Cannes Film Festival Opens with Fittingly Lavish ‘Great Gatsby’
Baku, May 15 (AZERTAC). The 2013 Cannes film festival opens on Wednesday with Baz Luhrmann`s 3D version of "The Great Gatsby", a lavish throwback to the "Roaring Twenties" that befits the glamour and excess of the world`s biggest cinema showcase. The Australian director`s adaptation of F. Scott Fitzgerald`s novel starring Leonardo DiCaprio surprised some Hollywood insiders, because Cannes traditionally launches on the palm-lined French Riviera with a splashy world premiere. But "The Great Gatsby" has already opened in the United States to mixed reviews and solid box office, potentially dampening buzz surrounding the start of 12 days of screenings, champagne-fuelled parties and dealmaking. Stars expected to face a phalanx of flash bulbs along the red carpet include Michael Douglas, Matt Damon, Ryan Gosling, Emma Watson and Bollywood veteran Amitabh Bachchan. Their pictures will undergo one of the most gruelling tests in movie making - pleasing Cannes` notoriously picky critics who regularly boo as the credits roll if they are unhappy. And behind the scenes at the event, up to 40,000 film professionals will be seeking to buy and sell the next box office hit at the most important movie market of the year.

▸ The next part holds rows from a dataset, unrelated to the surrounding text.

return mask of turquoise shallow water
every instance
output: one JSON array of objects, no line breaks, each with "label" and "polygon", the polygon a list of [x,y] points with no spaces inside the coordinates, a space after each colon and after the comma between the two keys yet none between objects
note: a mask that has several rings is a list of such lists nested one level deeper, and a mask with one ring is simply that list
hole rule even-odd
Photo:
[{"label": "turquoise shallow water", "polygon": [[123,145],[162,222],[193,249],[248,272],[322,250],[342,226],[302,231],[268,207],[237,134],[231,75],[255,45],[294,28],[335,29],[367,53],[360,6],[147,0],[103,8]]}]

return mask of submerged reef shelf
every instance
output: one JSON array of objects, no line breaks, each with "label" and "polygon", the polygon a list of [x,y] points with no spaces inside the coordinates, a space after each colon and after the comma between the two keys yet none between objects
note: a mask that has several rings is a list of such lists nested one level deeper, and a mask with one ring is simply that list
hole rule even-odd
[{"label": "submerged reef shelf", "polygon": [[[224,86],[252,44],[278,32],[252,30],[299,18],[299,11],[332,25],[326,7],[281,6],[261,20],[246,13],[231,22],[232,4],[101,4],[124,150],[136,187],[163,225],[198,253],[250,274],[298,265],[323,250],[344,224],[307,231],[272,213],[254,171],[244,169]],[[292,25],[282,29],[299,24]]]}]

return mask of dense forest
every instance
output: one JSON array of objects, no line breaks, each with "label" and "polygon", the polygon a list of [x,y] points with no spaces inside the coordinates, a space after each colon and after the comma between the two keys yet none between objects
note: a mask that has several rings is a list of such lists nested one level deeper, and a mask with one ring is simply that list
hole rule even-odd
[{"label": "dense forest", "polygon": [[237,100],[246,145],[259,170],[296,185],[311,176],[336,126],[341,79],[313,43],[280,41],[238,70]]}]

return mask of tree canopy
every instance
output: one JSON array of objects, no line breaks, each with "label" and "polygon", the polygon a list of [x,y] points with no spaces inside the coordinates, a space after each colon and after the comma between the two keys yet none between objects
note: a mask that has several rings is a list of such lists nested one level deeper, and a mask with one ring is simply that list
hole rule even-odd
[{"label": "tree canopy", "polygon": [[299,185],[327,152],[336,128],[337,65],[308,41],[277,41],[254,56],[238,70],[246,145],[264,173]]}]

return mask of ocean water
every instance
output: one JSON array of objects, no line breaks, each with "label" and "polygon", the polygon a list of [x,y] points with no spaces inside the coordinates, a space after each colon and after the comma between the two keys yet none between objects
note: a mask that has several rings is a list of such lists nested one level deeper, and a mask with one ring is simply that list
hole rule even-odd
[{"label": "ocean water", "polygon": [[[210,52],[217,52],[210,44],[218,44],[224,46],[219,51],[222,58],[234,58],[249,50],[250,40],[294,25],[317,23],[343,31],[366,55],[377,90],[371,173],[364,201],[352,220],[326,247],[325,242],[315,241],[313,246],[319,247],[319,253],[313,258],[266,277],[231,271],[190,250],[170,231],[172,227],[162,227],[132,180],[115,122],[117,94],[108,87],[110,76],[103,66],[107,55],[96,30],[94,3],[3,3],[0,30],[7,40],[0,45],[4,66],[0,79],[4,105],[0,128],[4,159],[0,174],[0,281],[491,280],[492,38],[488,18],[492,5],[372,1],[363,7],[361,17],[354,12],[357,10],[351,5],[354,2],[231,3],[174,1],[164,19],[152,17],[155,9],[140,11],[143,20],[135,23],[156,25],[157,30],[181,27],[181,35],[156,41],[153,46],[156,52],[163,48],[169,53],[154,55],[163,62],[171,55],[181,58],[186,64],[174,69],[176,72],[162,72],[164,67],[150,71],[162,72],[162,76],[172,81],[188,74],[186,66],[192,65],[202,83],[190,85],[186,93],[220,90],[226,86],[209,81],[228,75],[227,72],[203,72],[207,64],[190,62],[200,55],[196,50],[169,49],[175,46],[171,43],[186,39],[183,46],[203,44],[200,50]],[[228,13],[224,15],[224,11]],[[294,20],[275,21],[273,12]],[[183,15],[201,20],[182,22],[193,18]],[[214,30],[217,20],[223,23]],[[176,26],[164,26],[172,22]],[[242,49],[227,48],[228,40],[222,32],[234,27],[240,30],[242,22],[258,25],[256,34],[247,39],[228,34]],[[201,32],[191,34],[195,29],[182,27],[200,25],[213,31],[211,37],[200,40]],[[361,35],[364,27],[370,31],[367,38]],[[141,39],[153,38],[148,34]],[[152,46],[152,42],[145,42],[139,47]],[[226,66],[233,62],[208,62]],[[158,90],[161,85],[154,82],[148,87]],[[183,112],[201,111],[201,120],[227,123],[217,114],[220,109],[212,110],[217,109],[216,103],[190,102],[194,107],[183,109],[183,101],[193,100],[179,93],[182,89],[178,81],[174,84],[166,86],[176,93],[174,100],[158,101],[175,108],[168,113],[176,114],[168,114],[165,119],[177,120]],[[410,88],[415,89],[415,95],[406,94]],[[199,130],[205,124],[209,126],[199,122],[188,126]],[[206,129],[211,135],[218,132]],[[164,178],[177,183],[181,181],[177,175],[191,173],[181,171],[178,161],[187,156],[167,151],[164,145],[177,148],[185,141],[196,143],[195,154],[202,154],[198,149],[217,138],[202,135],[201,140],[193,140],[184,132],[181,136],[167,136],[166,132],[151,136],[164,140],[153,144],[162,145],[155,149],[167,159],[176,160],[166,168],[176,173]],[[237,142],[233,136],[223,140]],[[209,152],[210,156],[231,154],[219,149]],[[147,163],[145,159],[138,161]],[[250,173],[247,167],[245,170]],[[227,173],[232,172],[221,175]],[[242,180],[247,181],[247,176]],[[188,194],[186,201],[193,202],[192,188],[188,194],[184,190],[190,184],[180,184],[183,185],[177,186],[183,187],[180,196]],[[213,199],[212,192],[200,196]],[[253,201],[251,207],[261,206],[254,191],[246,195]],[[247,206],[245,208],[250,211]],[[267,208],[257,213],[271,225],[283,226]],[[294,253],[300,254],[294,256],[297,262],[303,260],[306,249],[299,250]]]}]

Also in focus is Joel and Ethan Coen`s "Inside Llewyn Davis" about New York`s gritty 1960s folk music scene, James Gray`s "The Immigrant", Jim Jarmusch`s vampire movie "Only Lovers Left Alive", and Alexander Payne`s "Nebraska". French filmmakers are also well represented with five films in the main competition, including Roman Polanski`s French-language "La Venus a la Fourrure" (Venus in Fur), a backstage drama starring his wife Emmanuelle Seigner. Two Japanese movies are in the running and one each from China, Chad, Mexico, Iran, Tunisia, Italy and the Netherlands while Danish director Nicolas Winding Refn`s "Only God Forgives" with Ryan Gosling in a Thai gangland thriller is creating buzz. Critics have earmarked "Le Passe" by Iran`s Asghar Farhadi and "Like Father, Like Son" by leading Japanese filmmaker Hirokazu Koreeda as strong domestic dramas. Farhadi won an Oscar for best foreign language film in 2012 for "A Separation". Despite criticism of an all-male lineup last year, only one woman director has made the 2013 competition. Valeria Bruni Tedeschi, sister of former French first lady Carla Bruni, is in the field with "Un Chateau en Italie".